For this dossier, we selected six pieces that elaborate upon artistic practice and the relationality of slowness. We begin with two considerations of measurement and time that call into question our anthropocentric views, and offer new avenues for exhibitions, in terms of the "here" and "now" of mediation. In "Phase to Phase: On Oceanic Oscillations, Measurements, Predictions, and Chronographs," DAVID GAUTHIER offers a reading of two of his recent sound art and video installations. In exploring the operations of instrumentation used to measure and predict tide and wave oscillations, his work questions both the move from measurements to predictions as well as what could be termed the perspectives of the metrological machines themselves. HANS FIDOM's "Coping with Cage: On ORGAN2/ASLSP, Listening, and Music-Making" also engages in a consideration of slowness in terms of machinic possibilities. In exploring just how fast or slow the piece could—and should—be played, what comes to the fore is that rather than having an answer to "how to cope with Cage," we should always engage with the question itself.

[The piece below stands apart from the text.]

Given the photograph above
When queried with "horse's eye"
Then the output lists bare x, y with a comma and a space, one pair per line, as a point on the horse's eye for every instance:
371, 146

The dossier continues with the documentation of two performances from the ASAP/Amsterdam symposium. Adding to clocked time the presence of the past and a multiplicity of timescales, the performances work to further elucidate the layeredness of slowness. In "SCORE for Wavelength. An Homage to Michael Snow," Alexandra Karl offers a condensation of a recording of Snow's forty-five-minute Wavelength to twenty minutes, during which time she presented critiques of his film and technique, alongside quotations from interviews and audience reactions. In effect, Karl's performance served both to speed up a very slow zoom and to slow down its mediation—both by her in the present and by interviews, reviews, and her students in the past. Greatly expanding the timescales presented, Jeremiah Day's "The chair remains empty / But the [End Page 485] place is set," with accompaniment by Bart de Kroon, invited the audience to ponder the political connections between disparate times and places, including Istanbul during the Gezi protests, Kant's Berlin versus Arendt's Berlin, and the first town hall meetings in New England in the seventeenth century. While his rhythmic repetitions of movements, sounds, and slideshow images cannot be directly experienced in the transcript as presented herein, his way of choreographing through language is evident, and his words and stills forcefully call to mind the clocking of them all.

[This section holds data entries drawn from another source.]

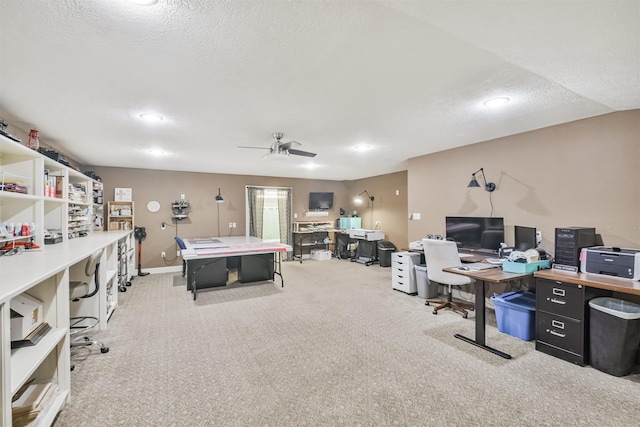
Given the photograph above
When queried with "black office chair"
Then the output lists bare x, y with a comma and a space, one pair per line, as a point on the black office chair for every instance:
79, 290
182, 247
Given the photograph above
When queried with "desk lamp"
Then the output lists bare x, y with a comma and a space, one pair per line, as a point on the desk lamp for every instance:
219, 198
489, 186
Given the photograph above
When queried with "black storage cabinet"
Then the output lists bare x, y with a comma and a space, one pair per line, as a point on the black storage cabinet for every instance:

The final two dossier pieces further speak to how artistic intervention can effectively mediate the experience of space and time. In "Hasten Slowly: On the Perception of Time and Space in Ian Hamilton Finlay's Little Sparta," Ekaterina Kochetkova offers Finlay's landscape architecture as a productive engagement with slowness. She explores the cross-historical dimension that Finlay sought to engender in his garden near Edinburgh by having his visitors move back and forth between antiquity, the World Wars, and the present day through a demarcation of tiny details, framing vistas and other points for pause, and careful placement of plaques with Latin phrases, cited poetry, and wordplay. The experience of the walk Kochetkova relays thus becomes more than a meditative experience of calm and renewal—it makes clear Finlay's, and perhaps our own, preoccupation with speed and mediation. Maria Fusco's "Then speech is not an impediment, a sort of brake on the wheel of intellect but like a second wheel running parallel with it on the same axle," also offers an engagement with the mediation of time through artistic intervention. In her excerpt from her unpublished novella, Sailor, she not only develops a practice of slowing down her writing process by scoring the Belfast dialect but also, in so doing, forces the reader to slow down the reading process in order to decipher, pronounce, and thereby hear the dialect. Her delocalizing of dialect—from the aural to the textual, as well as from the writer to the nonlocal reader—raises further questions of labor, patience, and intent.